Ainsi, les promoteurs des points de revente de billets bénéficient d’une ristourne de 6% sur leur vente totale mensuelle, a expliqué Aliou Niakaté. « J’ai connu le pari-foot à Missira, en commune II du district de Bamako, où je pariais presque chaque jour en 2017. Une année plus tard, après longue réflexion, j’ai décidé d’amener le Premier-Bet à Bamako Sénou, mon quartier de résidence. », ajoute-t-il. Ce business rapporte-t-il ? Aliou Niakaté affirme qu’aucun jeu au hasard dans le monde n’est à la faveur du joueur : « Sur 1000 paris, seul un parieur peut gagner probablement, alors les restes reviennent aux promoteurs des jeux ».
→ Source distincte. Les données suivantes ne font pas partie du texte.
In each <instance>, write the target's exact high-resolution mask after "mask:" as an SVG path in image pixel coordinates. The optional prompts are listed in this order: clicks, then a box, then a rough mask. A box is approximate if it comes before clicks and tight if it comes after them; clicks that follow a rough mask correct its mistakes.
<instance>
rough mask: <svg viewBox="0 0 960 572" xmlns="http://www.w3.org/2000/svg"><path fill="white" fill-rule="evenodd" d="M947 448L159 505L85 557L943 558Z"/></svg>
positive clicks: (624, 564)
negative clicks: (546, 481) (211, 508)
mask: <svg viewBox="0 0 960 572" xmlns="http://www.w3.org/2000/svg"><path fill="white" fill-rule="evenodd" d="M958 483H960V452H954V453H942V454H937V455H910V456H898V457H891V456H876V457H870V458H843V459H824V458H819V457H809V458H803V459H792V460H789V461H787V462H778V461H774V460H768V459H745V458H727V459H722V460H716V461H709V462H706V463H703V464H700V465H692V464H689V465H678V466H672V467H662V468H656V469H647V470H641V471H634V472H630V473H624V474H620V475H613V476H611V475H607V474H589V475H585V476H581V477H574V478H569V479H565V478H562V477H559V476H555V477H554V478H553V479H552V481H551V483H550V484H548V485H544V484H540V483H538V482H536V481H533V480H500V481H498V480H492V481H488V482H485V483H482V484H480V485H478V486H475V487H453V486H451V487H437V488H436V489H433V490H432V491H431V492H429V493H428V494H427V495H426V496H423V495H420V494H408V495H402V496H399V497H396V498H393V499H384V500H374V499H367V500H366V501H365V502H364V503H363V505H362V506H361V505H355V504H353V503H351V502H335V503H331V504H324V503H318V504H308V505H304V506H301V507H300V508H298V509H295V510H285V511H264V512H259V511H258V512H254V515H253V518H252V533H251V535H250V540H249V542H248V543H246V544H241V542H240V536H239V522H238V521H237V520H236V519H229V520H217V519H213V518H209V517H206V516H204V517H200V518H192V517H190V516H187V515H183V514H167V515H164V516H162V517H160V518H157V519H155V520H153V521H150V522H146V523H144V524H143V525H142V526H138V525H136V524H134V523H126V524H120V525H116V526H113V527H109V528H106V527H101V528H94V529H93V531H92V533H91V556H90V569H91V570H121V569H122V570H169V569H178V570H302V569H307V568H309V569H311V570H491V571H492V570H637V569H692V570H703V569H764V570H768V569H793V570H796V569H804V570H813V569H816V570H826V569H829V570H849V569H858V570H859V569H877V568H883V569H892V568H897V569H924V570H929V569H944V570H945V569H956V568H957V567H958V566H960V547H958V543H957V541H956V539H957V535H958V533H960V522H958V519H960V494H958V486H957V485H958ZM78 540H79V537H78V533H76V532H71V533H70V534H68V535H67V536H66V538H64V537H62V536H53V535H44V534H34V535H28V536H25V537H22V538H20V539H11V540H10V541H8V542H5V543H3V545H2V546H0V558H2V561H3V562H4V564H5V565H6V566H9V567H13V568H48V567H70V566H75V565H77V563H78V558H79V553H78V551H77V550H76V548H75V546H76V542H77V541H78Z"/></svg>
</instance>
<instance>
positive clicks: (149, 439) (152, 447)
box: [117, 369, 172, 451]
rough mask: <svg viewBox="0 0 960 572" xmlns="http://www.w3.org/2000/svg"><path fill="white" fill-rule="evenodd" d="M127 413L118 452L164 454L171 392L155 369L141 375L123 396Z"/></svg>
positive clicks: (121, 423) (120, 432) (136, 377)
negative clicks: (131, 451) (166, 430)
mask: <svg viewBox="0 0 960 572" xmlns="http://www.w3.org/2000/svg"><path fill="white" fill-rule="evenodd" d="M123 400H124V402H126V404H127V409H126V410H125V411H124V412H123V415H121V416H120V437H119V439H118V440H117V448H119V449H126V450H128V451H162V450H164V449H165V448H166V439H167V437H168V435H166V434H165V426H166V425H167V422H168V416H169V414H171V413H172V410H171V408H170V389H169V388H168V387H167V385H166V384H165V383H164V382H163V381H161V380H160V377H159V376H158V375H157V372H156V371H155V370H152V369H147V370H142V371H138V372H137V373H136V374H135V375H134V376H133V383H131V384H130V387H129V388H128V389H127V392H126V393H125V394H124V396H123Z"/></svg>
Yoro Diallo, un ancien parieur a pourtant été très chanceux pour son premier pari. Pari-Foot est une opportunité pour lui de se faire le maximum de profit avant de s’en retirer catégoriquement. « Le premier jour où j’ai parié, confie Yoro, j’ai pris deux billets avec des mises jusqu’à 5000 francs CFA. Un miracle s’est produit avec un d’entre eux faisant le gain de 70 000 francs CFA à la veille du réveillon passé. J’ai senti donc un génie en moi sans comprendre compte que cette chance était unique. J’ai continué de parier durant  deux semaines avec des mises importantes espérant des millions et rien n’a marché. C’est en ce moment que je me suis rendu compte que le hasard ne fait pas de profit. »

En somme, bien que le pari-foot soit légal, je pense qu’il est loin d’être une solution pour lutter contre la pauvreté. Il est bien de savoir que la société Premier Bet, dirigée par l’homme d’affaires libanais Jihad Regards, encaisse nos millions de francs par jour  Ouvrons les yeux et cherchons plutôt à travailler.